Verisign Registry Lock Service can help ensure that .com, .net, .tv, .cc and .name domain names do not get hijacked.
As a result of recent high-profile DNS hijacking incidents, Verisign is providing some additional information about its Registry Lock Service for domain names in .com, .net, .tv, .cc and .name. There is a tremendous amount of coverage in the media about these types of DNS attacks, and it is important that organisations and individuals with domain name registrations understand the difference between various levels of domain locking.
Verisign Registry Lock Service can help ensure that .com, .net, .tv, .cc and .name domain names do not get hijacked. Domain name hijacking occurs when an attacker gains unauthorised access to registration data for a domain name, thereby gaining administrative control over the domain that enables them to modify several elements of the domain, including the website to which the domain resolves.
Since Verisign is the registry operator for .com, .net, .tv, .cc and .name, only Verisign Registry Lock Service can offer this type of Registry-level protection for these domains.
Registry-level locking of domains provides additional levels of authentication between the Registry (Verisign in the case of .com, .net, .tv, .cc and .name) and the registrar of the domain name. If an end customer requests a change to a Registry Locked domain, an authorised individual at the registrar must submit a request to Verisign to unlock the domain name. This requester is then contacted by Verisign via phone and required to provide an individual security phrase in order for the name to be unlocked. This “out-of-band” step protects against automation errors and system compromises.

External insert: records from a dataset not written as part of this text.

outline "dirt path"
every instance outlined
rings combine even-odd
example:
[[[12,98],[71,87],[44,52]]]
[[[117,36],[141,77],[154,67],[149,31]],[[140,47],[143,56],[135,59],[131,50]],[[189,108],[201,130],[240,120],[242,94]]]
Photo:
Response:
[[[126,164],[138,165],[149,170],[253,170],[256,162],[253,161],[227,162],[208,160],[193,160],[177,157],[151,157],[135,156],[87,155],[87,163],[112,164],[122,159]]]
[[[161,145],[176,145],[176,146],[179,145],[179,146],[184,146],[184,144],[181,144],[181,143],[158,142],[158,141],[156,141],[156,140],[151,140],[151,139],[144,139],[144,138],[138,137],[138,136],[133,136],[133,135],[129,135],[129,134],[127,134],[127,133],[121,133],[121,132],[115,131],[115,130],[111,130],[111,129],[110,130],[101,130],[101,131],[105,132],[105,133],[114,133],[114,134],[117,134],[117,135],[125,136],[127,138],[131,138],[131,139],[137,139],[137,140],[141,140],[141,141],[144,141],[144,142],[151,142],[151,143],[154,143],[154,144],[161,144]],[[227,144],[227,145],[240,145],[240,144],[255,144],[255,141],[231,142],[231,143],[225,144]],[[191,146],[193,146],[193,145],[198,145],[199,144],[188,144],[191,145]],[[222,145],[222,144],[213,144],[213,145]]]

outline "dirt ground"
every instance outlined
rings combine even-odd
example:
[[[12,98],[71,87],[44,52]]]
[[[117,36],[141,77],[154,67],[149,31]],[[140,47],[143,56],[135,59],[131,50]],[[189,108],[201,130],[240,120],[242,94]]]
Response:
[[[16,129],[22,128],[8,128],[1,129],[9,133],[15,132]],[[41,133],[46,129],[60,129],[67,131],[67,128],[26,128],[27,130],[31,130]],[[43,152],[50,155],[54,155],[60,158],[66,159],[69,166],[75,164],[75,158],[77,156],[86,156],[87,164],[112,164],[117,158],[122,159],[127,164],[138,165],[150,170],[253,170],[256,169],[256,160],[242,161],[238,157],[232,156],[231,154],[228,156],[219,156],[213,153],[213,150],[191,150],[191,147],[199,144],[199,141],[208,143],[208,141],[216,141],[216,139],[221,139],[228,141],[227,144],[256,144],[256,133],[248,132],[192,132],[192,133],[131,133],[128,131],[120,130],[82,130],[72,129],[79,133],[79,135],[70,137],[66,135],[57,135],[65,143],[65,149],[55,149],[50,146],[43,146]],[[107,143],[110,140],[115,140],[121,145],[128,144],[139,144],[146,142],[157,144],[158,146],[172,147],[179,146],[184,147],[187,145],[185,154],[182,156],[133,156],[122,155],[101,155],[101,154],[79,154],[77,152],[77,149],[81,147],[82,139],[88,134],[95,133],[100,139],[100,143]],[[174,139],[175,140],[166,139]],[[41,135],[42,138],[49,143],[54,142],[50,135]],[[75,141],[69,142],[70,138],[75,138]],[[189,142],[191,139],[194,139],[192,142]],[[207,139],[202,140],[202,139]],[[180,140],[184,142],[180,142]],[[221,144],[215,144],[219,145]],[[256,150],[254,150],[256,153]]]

Our Whois lookup tool will enable you to check if your domains are locked at the Registry. Type your domain name into the Whois lookup bar. In the results, there are up to 4 “Status” fields: Delete, Renew, Transfer and Update. Delete, Transfer and Update are the critical statuses for locking your domain name. Using Update as an example, if the status for Update says “serverUpdateProhibited” then your domain name is locked at the Registry level and cannot be unlocked (and therefore changed) without “out-of-band” authentication between Verisign and your registrar. This “Server” and “Prohibited” status must appear for all three statuses (Update, Delete, Transfer) for the name to be on Registry Lock.
If the Whois results for your domain name ONLY indicates “clientUpdateProhibited” this means that your domain name has been locked by your registrar, but not at the registry. This registrar locking may still leave your domain name vulnerable to the type of malicious activity seen this week. If your Whois results show both “client” and “server” status as “Prohibited,” your domain names are locked.